GraphRAG: Combining Graphs with Retrieval
The most productive use of knowledge graphs in AI systems is through a pattern called GraphRAG (Graph Retrieval-Augmented Generation). When an AI agent receives a query, it first traverses the knowledge graph to collect a network of relevant entities and their relationships. This graph-based retrieval is richer than standard vector similarity search because it returns structured, logically consistent facts rather than semantically similar text fragments.

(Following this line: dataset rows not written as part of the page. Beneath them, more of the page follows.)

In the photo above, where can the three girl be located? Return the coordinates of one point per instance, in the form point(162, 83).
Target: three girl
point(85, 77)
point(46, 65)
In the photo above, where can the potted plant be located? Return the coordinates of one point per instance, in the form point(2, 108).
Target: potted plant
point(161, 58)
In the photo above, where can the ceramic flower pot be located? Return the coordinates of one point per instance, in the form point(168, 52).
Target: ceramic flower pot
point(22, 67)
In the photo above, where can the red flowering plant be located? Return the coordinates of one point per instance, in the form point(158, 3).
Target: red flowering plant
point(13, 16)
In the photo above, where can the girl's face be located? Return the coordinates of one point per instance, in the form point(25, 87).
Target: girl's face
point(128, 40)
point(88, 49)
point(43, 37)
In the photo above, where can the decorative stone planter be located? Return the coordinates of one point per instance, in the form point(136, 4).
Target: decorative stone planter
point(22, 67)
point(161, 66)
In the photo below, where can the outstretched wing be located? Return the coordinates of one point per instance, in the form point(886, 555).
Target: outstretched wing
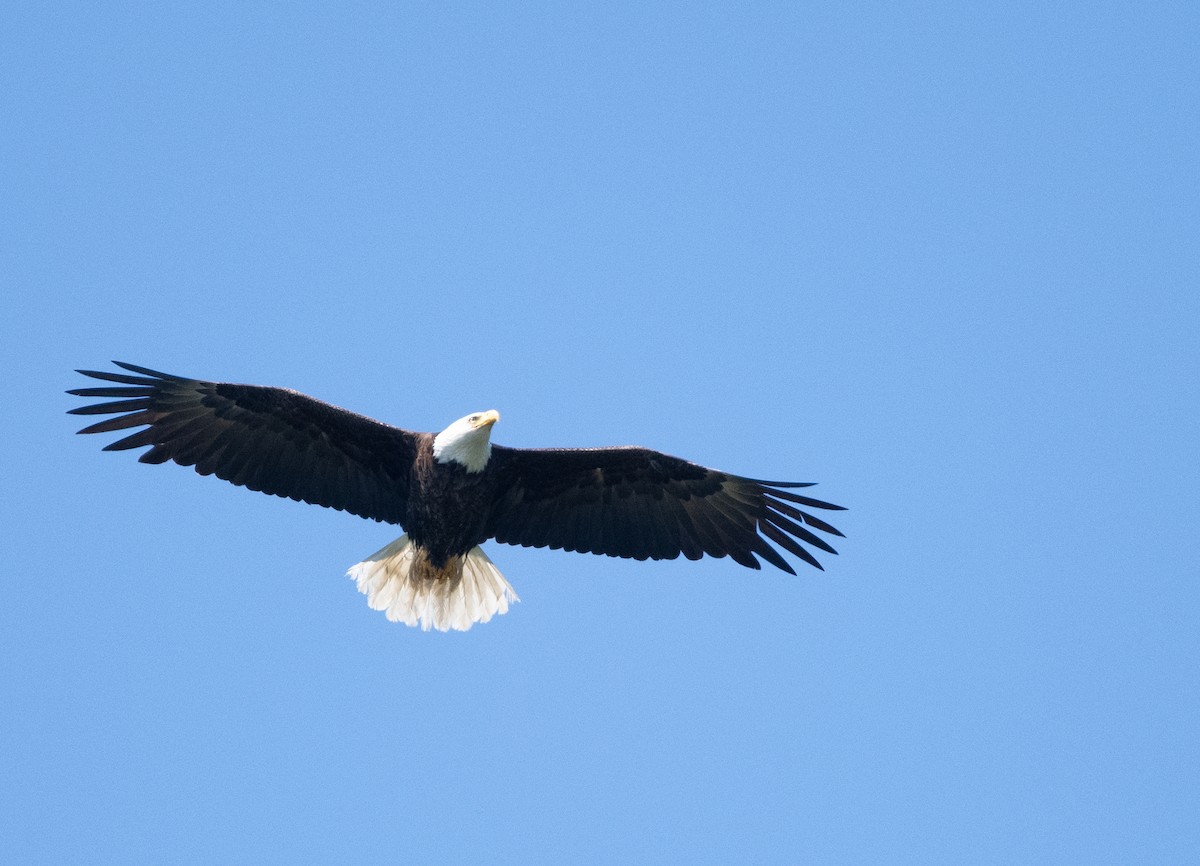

A typical GraphRAG query might ask the graph: "Starting from Customer X, traverse all purchase edges in the last 90 days, then retrieve the supplier nodes for each purchased product, and flag any supplier currently marked as high-risk." The resulting subgraph is serialized and injected into the LLM's context alongside the user's natural language question. The LLM then reasons over a factually grounded set of relationships rather than relying on the probabilistic pattern-matching it would use without that context.
Storing Graphs in the Lakehouse
Knowledge graphs do not require a dedicated graph database for all use cases. When the entity count is in the millions rather than billions, the graph can be stored as two Apache Iceberg tables: a nodes table and an edges table. The nodes table contains entity IDs and their property attributes. The edges table contains source node ID, target node ID, relationship type, and edge properties. An AI agent can traverse this graph using recursive SQL queries (using Common Table Expressions with WITH RECURSIVE) directly through Dremio, without introducing a separate graph database technology into the stack.
Keeping the Graph Current
A stale knowledge graph is worse than no graph at all. If a supplier is flagged as high-risk but that edge is not updated in the graph, the AI agent will give the user a dangerously incorrect risk assessment. Knowledge graphs in the Agentic Lakehouse should be treated as streaming data products. Change Data Capture (CDC) pipelines from operational systems write new edges and update node properties in near real-time as business events occur, ensuring the graph reflects the current state of the enterprise.